As quoted in White House transcripts, Dr. Elder replied, “I think that is something that is a part of human sexuality and it’s a part of something that perhaps should be taught.” While she was not advocating for the explicit teaching of masturbation techniques, she was correctly recognizing that masturbation is a part of sexuality and, as such, should be included in a comprehensive sexual health curriculum. She went on to explain that day, “But we haven’t even taught our kids the fundamentals. And I believe we have experimented with ignorance for a long time, and now it is time to experiment with education.”
She was swiftly sacked by then-president Bill Clinton for her boldness and strength of character in saying what was correct and needed to be stated.
Making a Month of it in 1995
National Masturbation Month is Proclaimed in May
In 1995, in response to Surgeon General Jocelyn Elder’s termination for her comments about masturbation, Good Vibrations teamed up with like-minded sex-positive sex retailers to create Masturbation Month, a month dedicated to celebrating the most prevalent and still often ridiculed sexual practice on the world. The month usually culminates in the Masturbate-a-Thon, a fundraising event in which participants solicit contributions (in dollars per minute) and attempt to masturbate for as long as they possibly can on a given day.
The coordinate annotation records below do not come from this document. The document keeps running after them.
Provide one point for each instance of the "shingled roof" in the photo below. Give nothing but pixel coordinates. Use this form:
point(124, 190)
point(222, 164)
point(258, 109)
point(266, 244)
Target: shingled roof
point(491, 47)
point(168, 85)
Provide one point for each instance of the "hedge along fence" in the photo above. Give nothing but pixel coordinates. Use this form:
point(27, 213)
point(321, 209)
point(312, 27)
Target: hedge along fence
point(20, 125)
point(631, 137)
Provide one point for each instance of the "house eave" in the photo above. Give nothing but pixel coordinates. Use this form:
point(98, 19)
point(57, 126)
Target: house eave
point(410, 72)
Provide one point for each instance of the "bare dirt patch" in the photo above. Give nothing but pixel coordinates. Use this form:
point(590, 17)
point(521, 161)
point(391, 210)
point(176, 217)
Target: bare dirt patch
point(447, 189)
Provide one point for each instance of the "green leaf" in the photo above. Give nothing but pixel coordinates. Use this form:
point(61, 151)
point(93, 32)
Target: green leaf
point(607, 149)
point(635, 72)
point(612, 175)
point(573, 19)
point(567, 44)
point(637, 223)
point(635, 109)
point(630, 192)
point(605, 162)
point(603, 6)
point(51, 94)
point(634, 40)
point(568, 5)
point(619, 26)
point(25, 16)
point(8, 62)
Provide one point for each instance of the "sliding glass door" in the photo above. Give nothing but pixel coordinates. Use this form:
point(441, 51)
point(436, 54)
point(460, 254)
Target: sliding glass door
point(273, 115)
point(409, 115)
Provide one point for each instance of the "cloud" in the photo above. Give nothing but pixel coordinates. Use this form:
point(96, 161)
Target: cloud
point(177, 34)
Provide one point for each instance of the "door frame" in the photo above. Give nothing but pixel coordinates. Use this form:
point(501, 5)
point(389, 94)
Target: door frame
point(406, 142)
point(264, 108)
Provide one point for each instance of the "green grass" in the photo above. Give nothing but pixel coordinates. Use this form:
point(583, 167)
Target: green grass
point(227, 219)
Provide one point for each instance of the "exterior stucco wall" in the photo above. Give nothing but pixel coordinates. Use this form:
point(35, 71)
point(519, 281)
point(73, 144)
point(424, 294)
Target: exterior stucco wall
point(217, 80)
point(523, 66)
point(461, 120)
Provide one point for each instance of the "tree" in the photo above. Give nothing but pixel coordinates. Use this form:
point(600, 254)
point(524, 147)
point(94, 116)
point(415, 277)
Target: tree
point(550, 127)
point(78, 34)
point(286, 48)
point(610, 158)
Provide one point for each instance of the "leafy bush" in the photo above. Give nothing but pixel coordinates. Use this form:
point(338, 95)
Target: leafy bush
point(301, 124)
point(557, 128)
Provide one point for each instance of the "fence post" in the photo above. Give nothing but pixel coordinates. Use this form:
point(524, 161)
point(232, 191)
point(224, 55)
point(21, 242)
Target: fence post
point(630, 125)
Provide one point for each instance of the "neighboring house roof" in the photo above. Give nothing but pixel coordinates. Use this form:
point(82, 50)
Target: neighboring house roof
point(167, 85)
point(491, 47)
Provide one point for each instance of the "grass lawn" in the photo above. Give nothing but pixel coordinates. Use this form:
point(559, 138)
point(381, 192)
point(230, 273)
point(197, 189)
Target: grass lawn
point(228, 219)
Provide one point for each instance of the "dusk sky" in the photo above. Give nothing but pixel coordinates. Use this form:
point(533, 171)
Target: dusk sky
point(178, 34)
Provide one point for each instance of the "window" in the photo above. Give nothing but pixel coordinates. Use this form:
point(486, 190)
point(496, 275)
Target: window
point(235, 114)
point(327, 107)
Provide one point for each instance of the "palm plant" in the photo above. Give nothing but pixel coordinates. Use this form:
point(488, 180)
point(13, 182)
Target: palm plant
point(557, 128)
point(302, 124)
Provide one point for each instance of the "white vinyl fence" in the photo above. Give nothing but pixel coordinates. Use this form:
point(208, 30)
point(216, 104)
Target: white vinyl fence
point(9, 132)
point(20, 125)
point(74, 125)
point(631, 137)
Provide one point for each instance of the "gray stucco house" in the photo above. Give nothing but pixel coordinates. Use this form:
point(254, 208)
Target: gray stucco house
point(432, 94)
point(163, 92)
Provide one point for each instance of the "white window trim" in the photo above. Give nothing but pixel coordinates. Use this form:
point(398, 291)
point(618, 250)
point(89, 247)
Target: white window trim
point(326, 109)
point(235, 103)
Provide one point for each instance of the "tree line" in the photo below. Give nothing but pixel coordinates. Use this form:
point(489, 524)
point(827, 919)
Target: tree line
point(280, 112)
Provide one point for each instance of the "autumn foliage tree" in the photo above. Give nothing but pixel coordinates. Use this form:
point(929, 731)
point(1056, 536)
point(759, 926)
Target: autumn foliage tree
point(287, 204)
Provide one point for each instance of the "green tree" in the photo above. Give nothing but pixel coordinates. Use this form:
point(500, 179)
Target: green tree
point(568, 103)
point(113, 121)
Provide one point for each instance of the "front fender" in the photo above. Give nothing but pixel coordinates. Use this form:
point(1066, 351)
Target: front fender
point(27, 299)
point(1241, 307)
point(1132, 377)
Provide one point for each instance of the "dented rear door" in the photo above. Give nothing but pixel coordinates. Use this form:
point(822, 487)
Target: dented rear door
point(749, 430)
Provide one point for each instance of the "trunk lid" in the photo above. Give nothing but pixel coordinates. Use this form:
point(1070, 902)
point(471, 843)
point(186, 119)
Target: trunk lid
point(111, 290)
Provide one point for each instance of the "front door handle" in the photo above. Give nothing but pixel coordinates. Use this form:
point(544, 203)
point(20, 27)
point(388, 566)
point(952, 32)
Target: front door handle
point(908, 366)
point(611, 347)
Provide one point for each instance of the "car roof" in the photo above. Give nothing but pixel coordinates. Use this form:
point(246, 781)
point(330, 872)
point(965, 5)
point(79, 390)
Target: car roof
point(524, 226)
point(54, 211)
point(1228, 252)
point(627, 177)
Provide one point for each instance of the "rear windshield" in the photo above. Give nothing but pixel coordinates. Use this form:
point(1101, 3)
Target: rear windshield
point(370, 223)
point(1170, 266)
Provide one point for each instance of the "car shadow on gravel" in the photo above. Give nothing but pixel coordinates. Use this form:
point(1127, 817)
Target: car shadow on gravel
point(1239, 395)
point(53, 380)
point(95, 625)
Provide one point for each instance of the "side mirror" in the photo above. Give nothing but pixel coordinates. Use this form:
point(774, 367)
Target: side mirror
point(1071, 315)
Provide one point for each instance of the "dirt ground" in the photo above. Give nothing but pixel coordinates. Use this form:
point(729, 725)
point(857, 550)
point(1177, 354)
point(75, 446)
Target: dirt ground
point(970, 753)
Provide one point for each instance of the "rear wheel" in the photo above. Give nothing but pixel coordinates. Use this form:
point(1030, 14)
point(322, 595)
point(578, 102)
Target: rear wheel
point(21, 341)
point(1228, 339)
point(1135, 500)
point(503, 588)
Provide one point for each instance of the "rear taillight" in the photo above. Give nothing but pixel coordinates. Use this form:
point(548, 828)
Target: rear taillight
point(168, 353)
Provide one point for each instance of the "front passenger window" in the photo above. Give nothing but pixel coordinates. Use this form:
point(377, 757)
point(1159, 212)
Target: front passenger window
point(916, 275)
Participating stores (primarily Good Vibrations, Babeland, and Come As You Are) have raised tens of thousands of dollars for sexual health organizations across North America.
For several years, the Center for Sex and Culture has hosted an annual online Masturbation-A-Thon. While some may see Masturbation Month as just another commercial exploitation, the upshot of all the commercialism is greater mainstream media coverage of masturbation, which should help to increase acceptability.
One-Handed History in 2003
Publication of Solitary Sex: A Cultural History of Masturbation Historian, and author of the seminal Making Sex: Body and Gender from the Greeks to Freud, Thomas Laqueur published his long-awaited research on the cultural history of masturbation in 2003.
While it was received with the predictable giggles from the mainstream media and some raised eyebrows from academia, the work is exhaustive and compelling. While the book is about much more than just masturbation, it is an important moment in masturbation history as it elevates the subject matter to “legitimate” through its seriousness and academic rigor.
Today, having a sex toy is the norm. Most women own at least one or two ‘personal massagers’. Among the most preferred options are magic wand vibrators, mini bullets and dual-stimulation rabbit vibes.
- American Sex Machines: The Hidden History of Sex at the U.S. Patent Office, Hoag Levins, 1996.
- Solitary Sex: A Cultural History of Masturbation, Thomas Laqueur, 2003.